第8話

 宇宙レーダーに赤い軌跡が灯った。アルカは画面を確認すると、急いでマイクに口を近づけた。

「母さん、次元崩壊爆弾がレーダーに映った」

 ――まだ完成していない、このままだと間に合わない。アルカ、エリスを時空カプセルに乗せてあげて。

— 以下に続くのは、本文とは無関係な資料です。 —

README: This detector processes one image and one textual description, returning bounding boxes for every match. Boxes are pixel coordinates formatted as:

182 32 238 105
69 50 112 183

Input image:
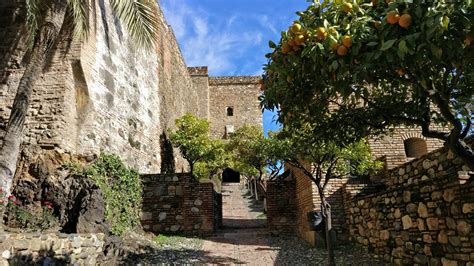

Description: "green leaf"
268 41 276 49
397 40 409 60
380 39 397 51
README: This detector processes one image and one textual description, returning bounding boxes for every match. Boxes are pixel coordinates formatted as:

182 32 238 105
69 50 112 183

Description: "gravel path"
120 184 383 266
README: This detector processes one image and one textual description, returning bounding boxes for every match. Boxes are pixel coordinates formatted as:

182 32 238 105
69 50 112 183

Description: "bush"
76 154 142 235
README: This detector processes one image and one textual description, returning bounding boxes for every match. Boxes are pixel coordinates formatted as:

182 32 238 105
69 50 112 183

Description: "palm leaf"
109 0 158 49
25 0 42 49
67 0 89 40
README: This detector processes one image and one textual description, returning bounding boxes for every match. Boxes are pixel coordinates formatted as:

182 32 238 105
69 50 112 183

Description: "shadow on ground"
120 247 244 265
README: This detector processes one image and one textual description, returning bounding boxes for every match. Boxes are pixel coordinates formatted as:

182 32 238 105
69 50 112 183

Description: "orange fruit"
342 3 352 14
342 35 352 48
337 45 347 56
398 14 411 29
397 68 405 77
290 23 302 34
316 27 328 41
295 34 305 45
464 33 473 46
281 43 291 54
387 11 400 24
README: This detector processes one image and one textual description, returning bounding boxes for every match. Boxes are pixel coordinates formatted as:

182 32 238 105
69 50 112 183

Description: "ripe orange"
464 33 473 46
290 23 302 34
387 11 400 24
295 35 305 45
342 35 352 48
337 45 347 56
316 27 328 41
398 14 411 29
342 3 352 14
281 43 291 54
397 68 405 77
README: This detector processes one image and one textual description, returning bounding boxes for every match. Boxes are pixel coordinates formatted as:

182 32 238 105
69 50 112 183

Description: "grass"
153 235 202 250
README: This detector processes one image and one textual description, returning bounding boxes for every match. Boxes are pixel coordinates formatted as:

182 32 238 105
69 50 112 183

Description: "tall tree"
228 125 267 180
274 120 380 265
262 0 474 169
170 113 224 175
0 0 158 195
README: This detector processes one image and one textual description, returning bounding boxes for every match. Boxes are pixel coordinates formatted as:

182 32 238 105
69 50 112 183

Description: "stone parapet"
141 174 222 234
0 232 105 265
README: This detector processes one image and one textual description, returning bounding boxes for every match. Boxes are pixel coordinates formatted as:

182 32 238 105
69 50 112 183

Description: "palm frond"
68 0 89 40
25 0 42 49
109 0 158 49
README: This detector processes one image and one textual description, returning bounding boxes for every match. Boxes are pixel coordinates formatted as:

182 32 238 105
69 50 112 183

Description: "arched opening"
226 107 234 116
222 168 240 183
403 138 428 158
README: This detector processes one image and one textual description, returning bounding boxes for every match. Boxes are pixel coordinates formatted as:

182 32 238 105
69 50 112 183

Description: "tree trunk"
321 201 336 266
0 0 67 200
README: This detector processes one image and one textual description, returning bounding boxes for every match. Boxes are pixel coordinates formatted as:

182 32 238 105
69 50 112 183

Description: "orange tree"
261 0 474 169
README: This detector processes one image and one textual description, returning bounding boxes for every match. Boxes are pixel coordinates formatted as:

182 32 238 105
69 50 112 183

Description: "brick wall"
266 180 296 233
369 127 443 169
347 141 474 265
209 77 262 138
141 174 222 234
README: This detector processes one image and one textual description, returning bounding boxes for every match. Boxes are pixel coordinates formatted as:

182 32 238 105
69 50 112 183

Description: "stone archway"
222 168 240 183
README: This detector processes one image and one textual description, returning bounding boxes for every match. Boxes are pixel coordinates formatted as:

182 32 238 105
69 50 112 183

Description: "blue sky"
159 0 308 135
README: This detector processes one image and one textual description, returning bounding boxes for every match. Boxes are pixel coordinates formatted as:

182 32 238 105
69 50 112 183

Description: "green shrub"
65 154 142 235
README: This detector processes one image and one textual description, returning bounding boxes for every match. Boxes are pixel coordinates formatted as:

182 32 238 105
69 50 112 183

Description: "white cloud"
160 0 262 75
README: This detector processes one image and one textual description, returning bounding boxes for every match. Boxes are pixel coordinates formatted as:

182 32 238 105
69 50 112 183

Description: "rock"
393 208 402 219
407 203 418 213
413 255 428 265
2 250 12 259
403 191 411 203
462 203 474 213
446 217 456 229
380 230 390 241
170 225 181 232
441 258 458 266
402 215 413 230
423 234 432 243
438 230 448 244
426 218 439 231
431 191 443 200
456 221 472 236
418 202 428 218
416 218 425 231
443 189 455 202
158 212 166 222
448 236 461 247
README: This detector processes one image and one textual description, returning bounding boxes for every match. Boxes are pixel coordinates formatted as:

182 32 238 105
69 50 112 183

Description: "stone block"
158 212 166 222
418 202 428 218
443 189 455 202
456 221 472 236
438 230 448 244
426 218 439 231
462 203 474 214
441 258 458 266
402 215 413 230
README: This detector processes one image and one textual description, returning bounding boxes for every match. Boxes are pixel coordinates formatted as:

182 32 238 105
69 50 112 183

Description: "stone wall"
347 143 474 265
0 233 105 265
0 0 202 173
369 127 443 169
141 174 222 234
209 77 262 138
265 180 296 233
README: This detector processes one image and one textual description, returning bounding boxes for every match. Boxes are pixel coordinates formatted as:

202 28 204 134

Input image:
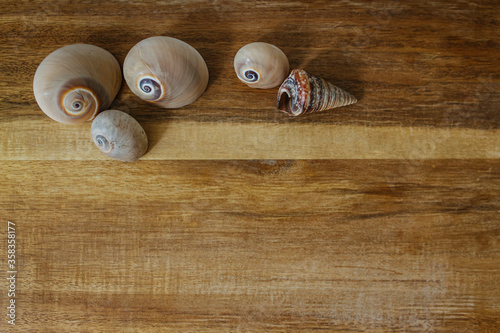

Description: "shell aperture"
277 69 357 116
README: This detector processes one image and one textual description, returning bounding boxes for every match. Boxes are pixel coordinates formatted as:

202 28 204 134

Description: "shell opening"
278 90 292 113
137 76 163 101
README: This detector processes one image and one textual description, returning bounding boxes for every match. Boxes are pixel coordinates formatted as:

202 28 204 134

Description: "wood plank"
0 120 500 163
0 160 500 332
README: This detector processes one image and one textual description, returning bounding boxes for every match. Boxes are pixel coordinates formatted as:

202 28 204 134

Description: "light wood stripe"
0 120 500 161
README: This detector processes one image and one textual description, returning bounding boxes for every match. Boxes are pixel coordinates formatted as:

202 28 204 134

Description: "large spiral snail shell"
90 110 148 162
33 44 122 124
123 36 208 109
277 69 357 116
234 42 290 89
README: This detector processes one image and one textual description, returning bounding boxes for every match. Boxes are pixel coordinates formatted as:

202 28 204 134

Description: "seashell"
277 69 358 116
90 110 148 162
234 42 290 89
33 44 122 124
123 36 208 108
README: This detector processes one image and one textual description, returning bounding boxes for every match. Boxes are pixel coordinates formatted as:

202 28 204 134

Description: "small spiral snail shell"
33 44 122 124
123 36 208 109
277 69 357 116
90 110 148 162
234 42 290 89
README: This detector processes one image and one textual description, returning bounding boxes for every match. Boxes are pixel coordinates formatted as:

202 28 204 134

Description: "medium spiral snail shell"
234 42 290 89
277 69 357 116
33 44 122 124
90 110 148 162
123 36 208 108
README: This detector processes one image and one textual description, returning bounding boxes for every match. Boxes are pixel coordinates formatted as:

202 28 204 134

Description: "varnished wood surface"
0 0 500 332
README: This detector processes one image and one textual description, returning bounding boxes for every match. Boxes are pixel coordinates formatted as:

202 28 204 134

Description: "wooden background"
0 0 500 332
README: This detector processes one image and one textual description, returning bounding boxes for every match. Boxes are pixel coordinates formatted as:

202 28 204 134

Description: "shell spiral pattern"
123 36 208 109
234 42 290 89
90 110 148 162
277 69 357 116
33 44 121 124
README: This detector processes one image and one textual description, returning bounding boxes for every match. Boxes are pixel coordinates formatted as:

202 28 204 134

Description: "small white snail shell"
276 69 358 117
234 42 290 89
33 44 122 124
90 110 148 162
123 36 208 108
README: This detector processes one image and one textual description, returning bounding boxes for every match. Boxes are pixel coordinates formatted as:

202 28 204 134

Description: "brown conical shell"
277 69 358 116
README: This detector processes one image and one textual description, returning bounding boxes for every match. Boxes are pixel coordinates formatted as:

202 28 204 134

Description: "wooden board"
0 0 500 332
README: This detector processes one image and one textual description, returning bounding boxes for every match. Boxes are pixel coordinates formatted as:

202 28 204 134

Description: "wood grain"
0 0 500 332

「わかった、彼女だけは助ける。そしてまた次の過去でなんとかしてもらおう」

 アルカはエリスのほうを振り向くと、諦めた面持ちで彼女を見つめた。

「エリス……ごめん。やっぱりこうなる運命みたいだ。もう一度、過去に戻ってくれるかな。そしてこの地球を守ってほしい」


 エリスは床に散乱した歯車を見つめていたが、顔を上げるとサビ色の涙を流した。

「この涙と悲しみを三百六十四回も積み重ねてきた。君の寂しい顔を見るのはもう嫌なの。今度は私が未来を変える」


「……エリス?」

「ジェットコースター、ドライブ、ちょっとした冒険、そして……私にエリスという名前をつけてくれた。いつの間にか自分が機械であることまで忘れてしまったよ。ありがとう、嬉しかった」

 エリスは屋外に向かうと空を見上げ、背中のハッチを開くとジェット噴射ノズルを展開した。

「成層圏まで飛ぶことができる。私が爆弾に体当たりして爆破させてくる。その間にスーパースノーマシンを完成させて」


 飛び出そうとするエリスの腕を、アルカが両手で強く掴んだ。

「待って! まだ手はある。スチール……来てくれ」

「ラージャ」スチールがアルカのもとまでノロノロと移動する。